Big B's preschool is presently teaching a unit on Africa. Mimi went to South Africa last summer. To four-year-olds, this makes me an expert on the subject. So on Wednesday, I gathered up all of the beautiful things Mimi brought us from her trip. In my bag of goodies were handcarved toys, an African coloring book, a map of South Africa, and photos of the African animals Mimi saw. I threw in some embellishments too: a Sweet Honey in the Rock CD, a childrens' song in Afrikaans, and some African instruments. When I walked into Big B's classroom, I could feel his excitement as I sat at his level, absorbing his gigantic grin.My favorite gift that Mimi brought back was a hand dyed batik painting. I have always wanted to try this technique, and with this kid-friendly tutorial, I decided to give Big B's class a shot at creating some inspired art. I was amazed. Eighteen children and three bottles of glue resulted in a perfectly well balanced and beautifully proportioned composition.After the glue dried overnight, I gathered the necessary supplies to add color to our masterpiece.
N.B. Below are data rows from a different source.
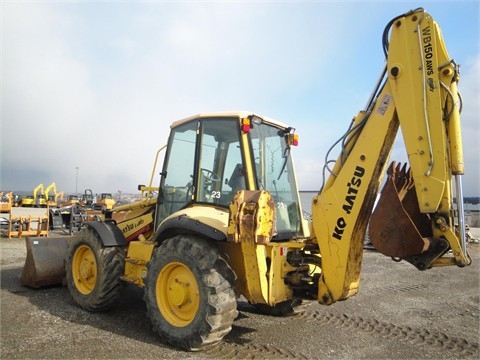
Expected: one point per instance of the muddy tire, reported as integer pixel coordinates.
(93, 272)
(189, 293)
(292, 307)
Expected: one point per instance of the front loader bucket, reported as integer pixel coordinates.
(45, 262)
(397, 228)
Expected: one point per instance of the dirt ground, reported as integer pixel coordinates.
(399, 313)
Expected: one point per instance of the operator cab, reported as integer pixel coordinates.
(210, 157)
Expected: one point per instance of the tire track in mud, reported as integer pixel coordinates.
(417, 336)
(228, 350)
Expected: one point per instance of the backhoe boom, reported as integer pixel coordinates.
(414, 219)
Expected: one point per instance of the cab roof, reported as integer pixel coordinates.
(224, 114)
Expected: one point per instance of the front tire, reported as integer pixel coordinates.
(93, 272)
(188, 292)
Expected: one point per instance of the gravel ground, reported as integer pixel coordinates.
(399, 313)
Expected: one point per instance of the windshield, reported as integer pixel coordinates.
(274, 173)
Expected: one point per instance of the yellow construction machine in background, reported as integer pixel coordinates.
(36, 199)
(228, 221)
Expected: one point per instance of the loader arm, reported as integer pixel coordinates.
(415, 217)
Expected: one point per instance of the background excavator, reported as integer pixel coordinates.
(227, 220)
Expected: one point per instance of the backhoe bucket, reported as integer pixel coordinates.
(45, 262)
(397, 228)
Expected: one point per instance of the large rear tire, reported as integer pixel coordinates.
(93, 272)
(189, 293)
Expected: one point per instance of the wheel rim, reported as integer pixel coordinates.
(84, 269)
(177, 294)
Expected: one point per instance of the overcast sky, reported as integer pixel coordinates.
(95, 85)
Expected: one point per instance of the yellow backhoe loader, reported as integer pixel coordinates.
(54, 199)
(227, 220)
(37, 199)
(104, 202)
When I picked Big B up from school yesterday, everything was ready for him.We used nine warm colors of acrylic craft paint, watered way down, in squirt and spray bottles. Big B loved this. I did too--it's really foolproof. If you remember to keep something absorbent under your fabric, no amount of paint is too much, and spills clean up very easily.
When we were finished, we hung it out to dry on the monkey bars.To remove the glue, we soaked the bright fabric (formerly boring white muslin) in hot water for half an hour.We used a nail brush to remove any stubborn globs. (By the way, the blue gel kind of glue is the way to go here; it worked like a charm. I've done mock tie dye with white glue, and with any thickness at all, it's almost impossible to wash off.)
After drying our cleaned up fabric with a hair dryer, we are left with a gorgeous, vibrant, inspired community art project.